A Day in History History

Horace Gray

Early life

Horace Gray was born on March 24, 1828 in Boston, Massachusetts. Hw was the son of Horace and Harriet Upham Gray, as well as the grandson of merchant and politician William Gray.

At age 13, Horace enrolled at Harvard College and graduated four years later. After traveling in Europe for a time, he entered Harvard Law School, from which he graduated with a LL.B. in 1849. 

Horace was admitted to the bar in 1851 and practiced law in Boston for 13 years.

Judicial career

In 1854, Horace was named Reporter of Decisions for the Massachusetts Supreme Judicial Court. While serving in this capacity, he edited sixteen volumes of court records and also served as a counselor to the governor of Massachusetts on legal and constitutional questions. The quality of Horace‘s work earned him a reputation for historical scholarship and legal research.

Horace was elected a member of the American Antiquarian Society in 1860 and in 1866, was elected a Fellow of the American Academy of Arts and Sciences.

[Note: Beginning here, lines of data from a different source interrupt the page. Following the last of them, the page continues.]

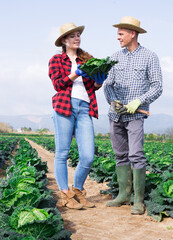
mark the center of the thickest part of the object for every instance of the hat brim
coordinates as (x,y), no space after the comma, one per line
(130,27)
(58,42)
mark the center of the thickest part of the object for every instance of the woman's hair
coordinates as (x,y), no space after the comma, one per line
(84,56)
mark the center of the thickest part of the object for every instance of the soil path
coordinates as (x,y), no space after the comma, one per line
(102,223)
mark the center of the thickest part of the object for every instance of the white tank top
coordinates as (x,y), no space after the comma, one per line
(78,88)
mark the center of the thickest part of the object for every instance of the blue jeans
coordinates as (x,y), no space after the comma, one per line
(79,123)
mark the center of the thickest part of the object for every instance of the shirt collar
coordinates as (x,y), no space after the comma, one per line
(65,56)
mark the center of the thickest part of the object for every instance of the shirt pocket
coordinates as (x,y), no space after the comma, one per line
(139,73)
(119,73)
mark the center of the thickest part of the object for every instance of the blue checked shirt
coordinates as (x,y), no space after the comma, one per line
(136,75)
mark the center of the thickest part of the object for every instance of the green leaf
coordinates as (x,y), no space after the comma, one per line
(95,65)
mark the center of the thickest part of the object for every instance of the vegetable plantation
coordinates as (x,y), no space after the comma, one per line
(159,177)
(27,207)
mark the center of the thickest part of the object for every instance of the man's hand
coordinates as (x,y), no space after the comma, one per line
(119,107)
(99,78)
(133,106)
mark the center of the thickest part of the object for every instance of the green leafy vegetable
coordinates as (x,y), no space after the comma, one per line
(95,65)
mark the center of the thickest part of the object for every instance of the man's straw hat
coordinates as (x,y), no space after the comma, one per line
(66,29)
(130,23)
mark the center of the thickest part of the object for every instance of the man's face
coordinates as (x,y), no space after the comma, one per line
(72,40)
(125,37)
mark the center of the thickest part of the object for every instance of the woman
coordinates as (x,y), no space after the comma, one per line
(74,106)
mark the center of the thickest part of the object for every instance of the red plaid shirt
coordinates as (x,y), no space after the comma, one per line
(59,69)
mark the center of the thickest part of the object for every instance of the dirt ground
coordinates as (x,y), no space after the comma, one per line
(101,222)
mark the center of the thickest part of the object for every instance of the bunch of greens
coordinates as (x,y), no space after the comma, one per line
(40,224)
(160,200)
(95,65)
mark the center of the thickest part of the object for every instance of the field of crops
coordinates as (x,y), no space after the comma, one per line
(24,189)
(27,208)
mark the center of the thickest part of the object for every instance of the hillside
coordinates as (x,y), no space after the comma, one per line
(156,123)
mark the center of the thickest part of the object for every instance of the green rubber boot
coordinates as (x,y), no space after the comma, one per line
(124,177)
(139,189)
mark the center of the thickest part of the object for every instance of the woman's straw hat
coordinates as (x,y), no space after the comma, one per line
(66,29)
(130,23)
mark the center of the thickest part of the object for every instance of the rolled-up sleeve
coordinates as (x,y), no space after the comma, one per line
(155,81)
(57,74)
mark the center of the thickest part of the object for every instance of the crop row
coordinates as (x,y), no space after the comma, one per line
(27,208)
(159,178)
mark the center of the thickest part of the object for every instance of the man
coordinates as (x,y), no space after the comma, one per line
(135,81)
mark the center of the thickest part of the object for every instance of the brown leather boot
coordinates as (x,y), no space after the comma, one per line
(80,197)
(68,200)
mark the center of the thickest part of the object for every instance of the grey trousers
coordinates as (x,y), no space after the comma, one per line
(127,142)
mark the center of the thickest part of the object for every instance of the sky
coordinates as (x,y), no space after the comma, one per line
(29,29)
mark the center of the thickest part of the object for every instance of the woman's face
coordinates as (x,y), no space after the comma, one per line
(72,40)
(125,37)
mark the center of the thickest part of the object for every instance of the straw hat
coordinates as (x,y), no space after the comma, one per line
(130,23)
(66,29)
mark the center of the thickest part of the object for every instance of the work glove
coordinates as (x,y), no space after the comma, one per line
(99,78)
(133,106)
(79,72)
(118,107)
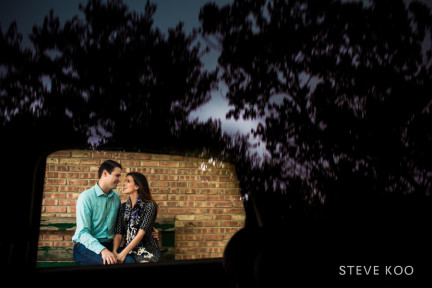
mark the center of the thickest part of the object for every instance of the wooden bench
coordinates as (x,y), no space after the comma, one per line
(48,256)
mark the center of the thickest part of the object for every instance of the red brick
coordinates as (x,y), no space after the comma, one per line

Horace was appointed to the Massachusetts Supreme Judicial Court as an associate justice in 1864. At age 36, he was the youngest appointee in the Court’s history. Nine years later he was elevated to chief justice. While serving as chief justice, he hired Louis D. Brandeis as a clerk, becoming the first justice of that court to hire a law clerk.

In December 1881, President Chester A. Arthur nominated Horace to fill the vacancy on the U.S. Supreme Court created by the death of Nathan Clifford. The United States Senate confirmed his appointment shortly thereafter, and on January 9, 1882, he officially joined the Court.

As he had been in Massachusetts, Horace was also the first U.S. Supreme Court justice to hire a law clerk. He used his own funds to pay the clerk’s salary, as no government money was appropriated for this purpose at the time.

Horace was one of the few Supreme Court appointees in the latter half of the 19th century who had not previously been a politician and he maintained the opinion that law and politics were entirely separate fields.

Two years after joining the Court, he wrote the majority opinion in Juilliard v. Greenman (1884), the last of the post–Civil War Legal Tender Cases, which reaffirmed that Congress did have the power to issue paper money as legal tender. 

The 8–1 decision rested largely on prior court cases as well as an assessment of what the Framers of the Constitution intended to achieve through their grant of certain “Enumerated powers” to Congress in Article I, Section 8.

In 1889, he married Jane Matthews, daughter of fellow associate justice Stanley Matthews.

The most enduring of his written opinions is the one he authored in Mutual Life Insurance Co. of New York v. Hillmon (1892), which held that a declarant’s out-of-court statement of his intention to do something or go somewhere in the future is admissible under the “state-of-mind” hearsay exception. “The letters in question were competent, not as narratives of facts communicated to [Walters] by others, nor yet as proof that he actually went away from Wichita, but as evidence that, shortly before the time when other evidence tended to show that he went away, he had the intention of going, and of going with Hillmon, which made it more probable both that he did go and that he went with Hillmon, than if there had been no proof of such intention.” This holding was subsequently codified in Rule 803(3) of the Federal Rules of Evidence, as well as the evidence laws in most states.

Horace was also the author of the 1898 case United States v. Wong Kim Ark, ruling that “a child born in the United States, of parents of Chinese descent, who, at the time of his birth, are subjects of the Emperor of China, but have a permanent domicil and residence in the United States, and are there carrying on business, and are not employed in any diplomatic or official capacity under the Emperor of China, becomes at the time of his birth a citizen of the United States.”.

He joined the majority in Pollock v. Farmers’ Loan & Trust Co. (1895), a 5–4 ruling that the unapportioned income taxes on interest, dividends and rents imposed by the Income Tax Act of 1894 were unconstitutional. This case was heard twice, though only the second hearing resulted in a decision; the justices, feeling that the opinions written had not adequately explained their view of the situation, wished to rehear the case.

After the first hearing, Horace wrote that he sided with the defendant (Farmer’s Loan & Trust), arguing that the tax was indeed constitutional. He was in the minority, however. After the second hearing, he changed his stance, joining with the majority in favor of the plaintiff.

He also sided with the majority in Plessy v. Ferguson (1896), a 7–1 ruling that upheld the constitutionality of racial segregation laws for public facilities as long as the segregated facilities were equal in quality.

Death

Horace Gray served on the US Supreme Court for over 20 years, until his death on September 15, 1902.

He was succeeded by a fellow Massachusetts native, Oliver Wendell Holmes, Jr., who, like Horace, had previously served on the Massachusetts Supreme Judicial Court.

Horace is buried in Mount Auburn Cemetery, Middlesex County, Massachusetts.